Archaeological site reveals clues to past and future lives on the Columbia RiverThe discovery and scientific exploration of what was probably a seasonal village of the Chinook people is exciting and at the same time highly poignant.
Every layer peeled back from the soil of this ancient flood plain is like reading a page of a precious book that had long been considered lost forever. Interpreting all that has been uncovered in these past few weeks will require years of work and thought.
More is known about the history of far less important Indian tribes than the Chinooks, who were for thousands of years the wealthy and powerful masters of this key river gateway into the interior Northwest.
In part, this is because their homes and many of the artifacts of their long civilization were made from perishable wood in a climate that recycles organic matter at a relentless pace. In part, it is because the Chinooks were at the forefront of tribes who traded with white people, and thus were among the first to fall victim to unfamiliar imported diseases, from smallpox to alcoholism.

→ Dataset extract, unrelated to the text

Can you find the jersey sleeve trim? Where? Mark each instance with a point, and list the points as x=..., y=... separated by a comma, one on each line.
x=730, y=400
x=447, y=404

Displaced from their homes, surviving Chinook people and their one-time slaves were left to make their way in an indifferent and at times hostile new world. Much was lost before people like anthropologist Franz Boas even began thinking about recording details about this fascinating culture.
It is strangely ironic that one of the most important discoveries at the site - traces of a structure made from cedar planks - survived thanks to a concrete pad laid down by white settlers who supplanted the Chinooks in the early 19th century. Rarely do those who focus on their Chinook ancestry have any reason to be appreciative toward the newcomers on the Columbia estuary.
Without creation of the new Lewis and Clark National and State Historical Park, this important site might have gone unnoticed for decades or centuries longer, at risk of destruction by man or nature at any time. It has long been suspected there might be worthwhile discoveries to be made along this stretch of long-occupied shoreline. But without the money and attention that came with the new park, it would be just one of thousands of historic areas in the Northwest that languish untouched due lack of funds. Few comprehend the severely limiting role money plays in archaeology.
Everything we learn about the Chinook people will help all of us more fully savor these lands and waters they ruled for so long. For those with Chinook blood, this will be a key element in revitalizing their present and future, while adding to their understanding of the glories and struggles of the past.
As the national park takes shape, these layers of rich history will add immeasurably to the depth and meaning of this place where Lewis and Clark celebrated success.